The permit to build this large home and the one at 1316 was issued on April 29, 1899 to John Lewis Cochran. Both these homes are in Cochran’s 4th Addition to Edgewater. Although the house had been altered many times in its 90 year history, it retains much of its original beauty. The Roy Hill family moved to this home in 1919 but, by 1931, plans were made to alter the home into a two-flat. All the alterations were made to the rear of the building. In 1988, it was de-converted from the two-flat space back into a single family dwelling.

This post Victorian home shows the influence of a variety of styles. The open front porch is typical of many homes built in Cochran’s subdivisions. The upper story of the house was shingled, while the lower story was sided in narrow board siding. The styling of the shingling curving down to the porch roof indicates the influence of Dutch Colonial style. The original roof would have been cedar shingled too.

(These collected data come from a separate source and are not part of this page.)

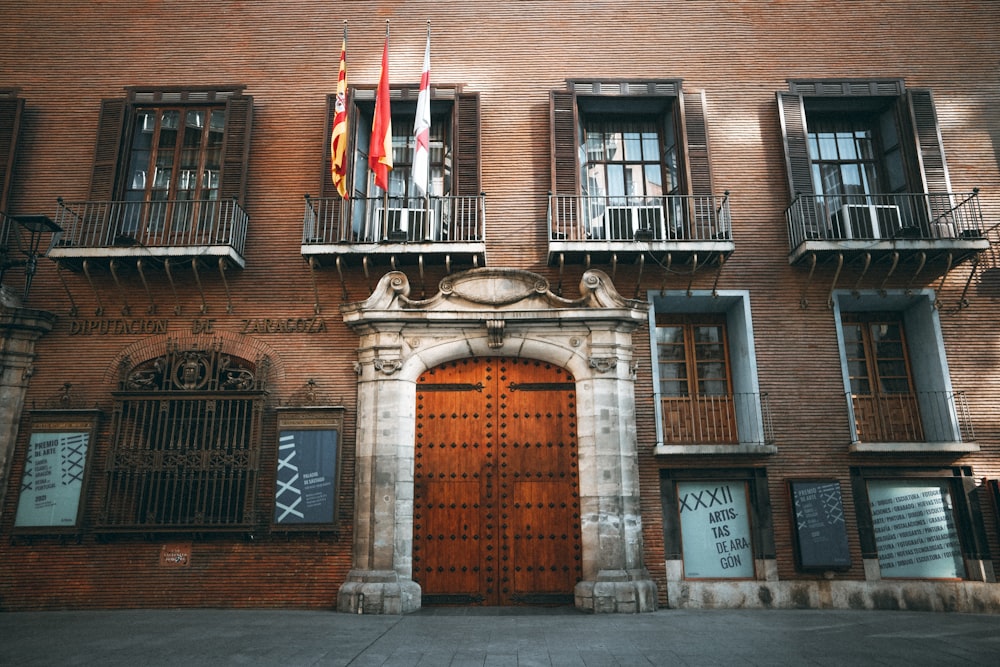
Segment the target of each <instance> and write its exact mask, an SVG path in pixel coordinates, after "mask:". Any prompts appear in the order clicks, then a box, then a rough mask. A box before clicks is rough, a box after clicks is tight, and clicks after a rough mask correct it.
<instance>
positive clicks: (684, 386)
mask: <svg viewBox="0 0 1000 667" xmlns="http://www.w3.org/2000/svg"><path fill="white" fill-rule="evenodd" d="M655 335H656V351H657V363H658V365H659V381H660V401H661V404H662V408H663V422H664V424H663V427H664V439H665V440H666V441H668V442H689V443H706V444H720V443H730V444H735V443H737V442H738V441H739V436H738V434H737V428H736V411H735V407H734V405H733V392H732V383H731V380H730V377H731V373H730V369H729V346H728V340H727V337H726V322H725V317H724V316H721V315H709V314H704V315H699V316H687V317H683V316H669V315H665V314H657V316H656V333H655Z"/></svg>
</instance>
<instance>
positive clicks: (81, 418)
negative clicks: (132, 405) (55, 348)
mask: <svg viewBox="0 0 1000 667" xmlns="http://www.w3.org/2000/svg"><path fill="white" fill-rule="evenodd" d="M99 416H100V413H99V412H98V411H96V410H35V411H32V414H31V432H30V435H29V436H28V445H27V450H26V451H25V455H24V468H23V470H22V473H21V488H20V493H19V494H18V501H17V514H16V515H15V517H14V532H15V533H47V532H54V533H58V532H76V531H77V530H79V526H80V521H81V518H82V515H83V505H84V503H82V502H81V498H85V497H86V482H87V472H88V470H87V468H88V463H89V461H90V452H91V449H92V447H91V445H92V443H93V441H94V432H95V429H96V428H97V420H98V418H99Z"/></svg>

Inside, the front hall reflects the sensitive replacement of the original banister, which was removed during the conversion to a two-flat. All of the original oak woodwork remains in place, with egg and dart moldings and crowns above each opening. In the living room is a small gas fireplace with the original hearth tiles and an altered surround and mantel. Off the dining room to the right was the original kitchen with maple floor and pine woodwork. The back wall of the 1900s house would have been at the back wall of this room. The hallway off the dining room leads to a modern kitchen/living-area that the current owners had a hand in designing.

On the second floor, the stairway opens into a large room with a bay window which might have been a bedroom. To the front of the house is a the master bedroom and sitting room. Another bedroom/office is located off the large open room. The flooring throughout the second floor is a narrow board oak.